We continued on into Mississippi where we found a Civil War fort which neither of us had ever heard of. We stopped and explored that for what seemed like hours, then continued onto Waveland, MS to eat lunch at some road-side diner place that put real corn in their cornbread. We headed down way off the highway and found a road called "scenic drive" which went along the beach through these little art districts and piers full of fisherman.

Overall, our hour and a half trip took us about five hours. I don't remember going to grandmas the fifty times before then or the fifty times after, but I remember a lot about that trip. The small towns, the forts, the old factories, the old steel expansion bridges we passed over, the little diner, and small parts of the coast I visited years later and remembered from when I was a kid.

When my girlfriend and I can avoid it, we take her kids to do the same thing. We stop in tiny towns, we look for alternate routes, we spend a half day driving somewhere that should take a couple of hours. It's disappearing fast, and I want her kids to have the same types of memories I had when I was their age. Looking wide-eyed into a world to discover new things that you've driven by a hundred times and never noticed. Memories of small towns, strange little attractions, and laughing while eating in some mom and pop place four hours into a two hour trip.

#Comment Re: made: 2007-09-26 00:08:45.633836+00 by: polly

funny that this comes up...andy and i went to a conference in franklin, TN this past weekend...i wanted to do a saturday lunch at a "mom & pop" diner. i really thought we would find that in franklin. my expectation was a small backwoods town like shelbyville...nope! it looked like nashville and we ended up eating at the mellow mushroom in the historical part of downtown franklin. where is "mom & pop" USA?

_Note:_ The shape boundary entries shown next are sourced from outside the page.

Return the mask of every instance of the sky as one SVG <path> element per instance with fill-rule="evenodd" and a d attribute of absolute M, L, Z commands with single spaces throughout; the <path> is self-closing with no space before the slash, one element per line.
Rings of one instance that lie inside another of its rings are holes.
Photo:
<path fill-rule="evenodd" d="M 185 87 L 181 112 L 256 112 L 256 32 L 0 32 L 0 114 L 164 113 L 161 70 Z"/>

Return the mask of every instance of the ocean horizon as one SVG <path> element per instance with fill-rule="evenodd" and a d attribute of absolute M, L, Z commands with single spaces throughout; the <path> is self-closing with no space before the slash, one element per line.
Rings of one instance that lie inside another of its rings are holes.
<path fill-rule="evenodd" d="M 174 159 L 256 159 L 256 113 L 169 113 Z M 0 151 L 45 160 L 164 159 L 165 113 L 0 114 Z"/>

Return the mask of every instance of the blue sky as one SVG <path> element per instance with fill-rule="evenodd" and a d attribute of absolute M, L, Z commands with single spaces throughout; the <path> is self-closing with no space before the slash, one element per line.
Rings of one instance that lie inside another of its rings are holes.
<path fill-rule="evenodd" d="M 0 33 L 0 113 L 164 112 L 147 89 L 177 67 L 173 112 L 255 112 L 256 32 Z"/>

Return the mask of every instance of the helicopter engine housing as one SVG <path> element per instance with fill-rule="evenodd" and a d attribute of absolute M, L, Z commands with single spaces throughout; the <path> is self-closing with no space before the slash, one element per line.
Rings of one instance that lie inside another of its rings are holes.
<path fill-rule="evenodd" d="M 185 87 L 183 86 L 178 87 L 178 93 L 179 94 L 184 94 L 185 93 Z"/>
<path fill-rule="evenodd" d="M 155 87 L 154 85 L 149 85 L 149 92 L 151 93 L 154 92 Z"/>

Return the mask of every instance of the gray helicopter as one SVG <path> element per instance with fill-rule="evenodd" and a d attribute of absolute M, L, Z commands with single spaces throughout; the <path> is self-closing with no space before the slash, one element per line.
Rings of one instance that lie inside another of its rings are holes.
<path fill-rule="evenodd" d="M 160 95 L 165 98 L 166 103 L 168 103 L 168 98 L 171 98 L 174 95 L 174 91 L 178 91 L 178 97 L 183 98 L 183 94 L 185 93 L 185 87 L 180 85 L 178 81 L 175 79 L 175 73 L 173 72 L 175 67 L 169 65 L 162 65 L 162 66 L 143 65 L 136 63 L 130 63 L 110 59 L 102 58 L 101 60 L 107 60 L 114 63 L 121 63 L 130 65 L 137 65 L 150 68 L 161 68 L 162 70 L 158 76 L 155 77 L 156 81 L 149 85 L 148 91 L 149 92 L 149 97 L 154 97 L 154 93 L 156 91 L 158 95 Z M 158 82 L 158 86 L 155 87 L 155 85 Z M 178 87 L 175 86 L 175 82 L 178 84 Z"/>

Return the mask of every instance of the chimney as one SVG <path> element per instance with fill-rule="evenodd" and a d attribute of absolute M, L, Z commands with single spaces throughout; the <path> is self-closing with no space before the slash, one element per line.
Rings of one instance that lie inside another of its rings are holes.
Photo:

#Comment Re: made: 2007-09-26 00:19:12.017526+00 by: Dan Lyke

Polly, I'm remembering a little diner in Benton Tennessee, I saw it on the news once, they'd just failed their health inspection. I wasn't surprised, but I still went back for breakfast: I never expected them to pass a health inspection, but they made a damned good breakfast.

Wonder how that area's doing, whether the post-Olympics tourism has overrun it, or whether it's still locals makin' moonshine and river guides trying to not pay rent...

#Comment Re: made: 2007-09-29 19:57:21.207151+00 by: polly

i hardly ever go up that way anymore. but when i do, everything looks different. once "grumpy's" and the corner station were closed, then the next time i went that way "grumpy's" was open. both those times the river was low and not much going on with the rapids. plus with the shortage of rain, i've heard murmers that the whitewater stuff wasn't doing too well.

of course the shine is still good :> however, i've had some REALLY good stuff from sand mountain, AL. woohoo! oh yeah, the "inbreding" is still rampant in the hills around benton. dept children's services has been busy up that way.